Selling a Spa: When Employee Retention Threatens the Deal

Introduction

The founders and owners of AL MedSpa built a thriving business just outside of a major Texas city, offering a range of popular services that attracted a loyal customer base. Their success caught the eye of a potential buyer. Like many in their industry, the founders and owners had yet to consider selling a spa – they were too busy growing it.  

However, their curiosity was piqued when the potential buyer introduced some exit options. The buyer explained how crucial it was to start planning well in advance for any transition, highlighting the benefits of a smooth and profitable exit. This new perspective opened their eyes to possibilities they hadn’t previously considered.

Challenge

After hearing about options for MedSpa owners, the founders and owners of AL MedSpa declined the first offer and opted to sell independently. But just a few months in, they found it challenging to negotiate a deal or find a new buyer and paused the search.  

After diving back into growing the business, and with a deep appreciation for their employees, they decided to look for an advisor to lead their sale.

Practice Transitions Group (PTG) met with the founders and owners of AL MedSpa over lunch after an industry referral connected them.  During lunch, the founders and owners realized PTG was more than familiar with the process of selling a spa.  The owners also recognized that PTG shared their values. The founders and owners saw PTG as a different path and realized the importance of representation in their situation, wondering why they hadn’t sought it earlier. PTG’s approach resonated with them as it offered a way to protect what they built, preserve their culture, and solidify their legacy.

Our Approach

PTG process always begins with an in-depth analysis. Though AL Medspa was well-established and enjoyed significant revenue, its complex financial structures made that hard to showcase. 

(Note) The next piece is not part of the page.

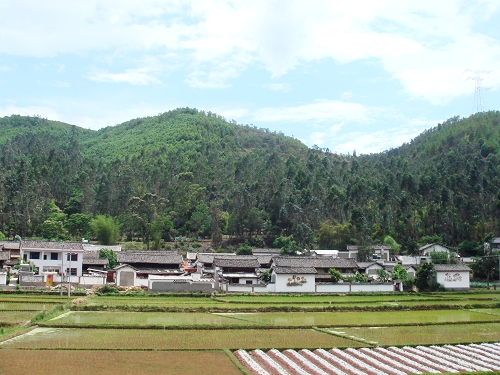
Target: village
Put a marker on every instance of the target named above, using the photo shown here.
(52, 264)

In addition, AL MedSpa comprised multiple locations in addition to a school and training center and the owners wanted to sell to one buyer.  PTG began underwriting the locations and reaching out to their already-established buyer connections.  

Roadblocks

Because of PTG’s established relationships and savvy marketing, buyers responded quickly to the opportunity. However, most perceived a key risk during the due diligence phase:  getting the high-performing injectors to stay. 

More specifically, securing the commitment of the highest producer was critical to the deal. The employee’s initial refusal to sign threatened the deal, prompting the buyer to demand a potential seven-figure earnout.

Solution

Understanding the financial impact of the key employee’s contribution was important. PTG wondered – is this as big of a deal as the buyer says?  They went back to the drawing board to make sure her contribution was being accurately communicated.  PTG’s team conducted a thorough analysis of her revenue generation, gross margins, compensation, and additional support staff costs. 

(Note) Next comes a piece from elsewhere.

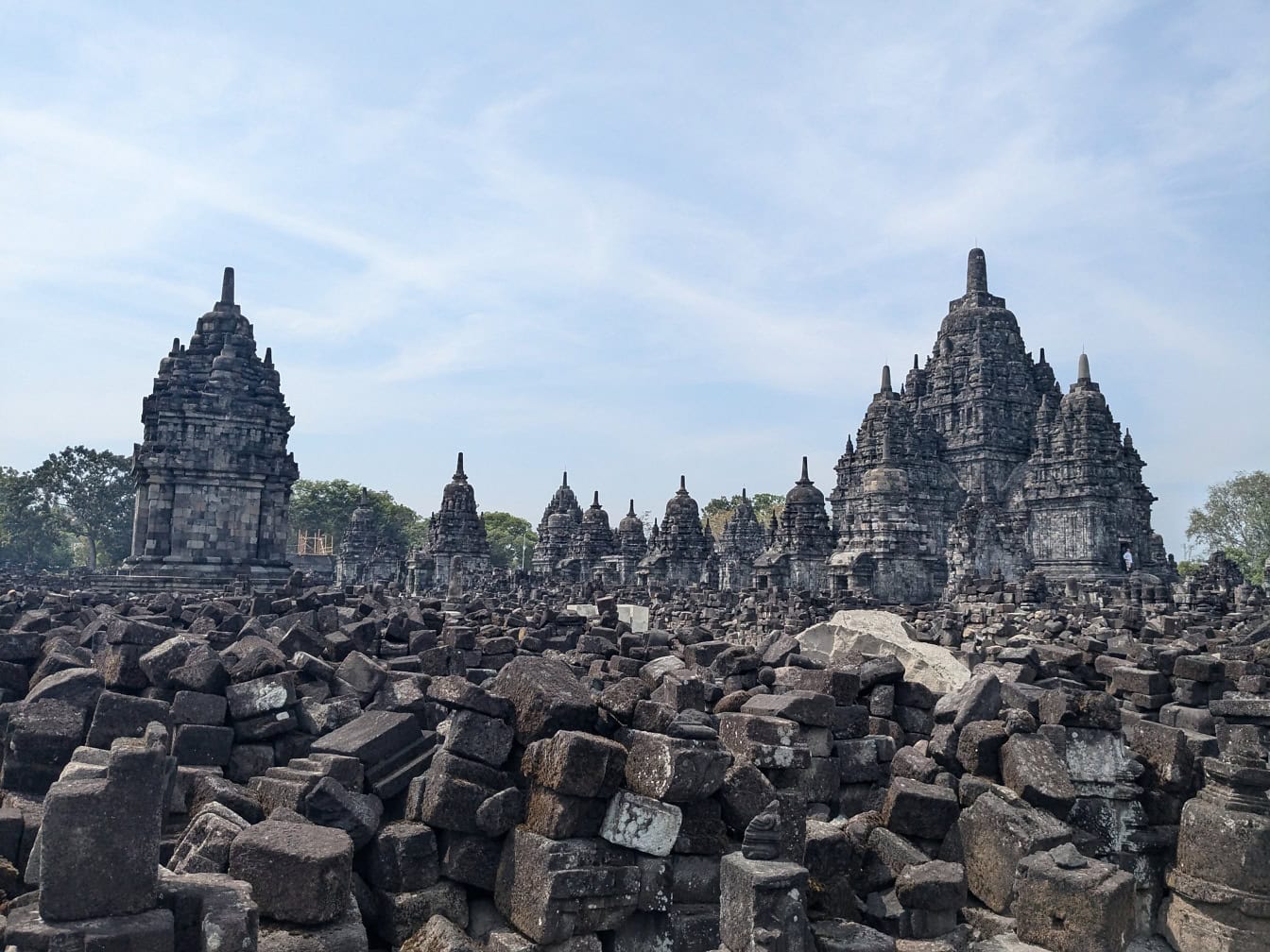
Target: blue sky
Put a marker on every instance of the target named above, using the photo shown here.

As they dug deeper, they discovered that the key employee was compensated at a higher rate than other providers and required additional support staff for her procedures. PTG then analyzed the gross margin of her procedures and found that, although she generated significant revenue, her contribution to profit was smaller. This led PTG to question her status as a key producer.

Acknowledging the risk of her not signing, PTG put the issue into context and negotiated the earnout down significantly. 

PTG applied their analysis to minimize risk for their client and maintain a great relationship with the buyer. They proved that the overhead costs associated with the high-performing injector resulted in less margin loss than expected. Additionally, the two owners were able to recruit another injector immediately, showcasing their 20-year history of overcoming obstacles and commitment to success.

Results

The final sale price surpassed initial expectations, reflecting PTG’s value in distilling complex MedSpa financials. Plus, PTG’s negotiation resulted in minimized earnout terms.

The sale ultimately showcased PTG’s dedication, analytical rigor, and negotiation skills.

The founders and owners can now see a pathway for not only their current employees but also for the MedSpa they’ve built over the last 20 years. 

PTG advisors know selling a spa is hard work and guidance from an advisor is almost always necessary. Navigating the negotiation process involved handling multiple locations and legal considerations, including the sale of a school. Despite regulatory hurdles and employee challenges, PTG secured a deal in alignment with AL Medspa founders’ and owners’ goals.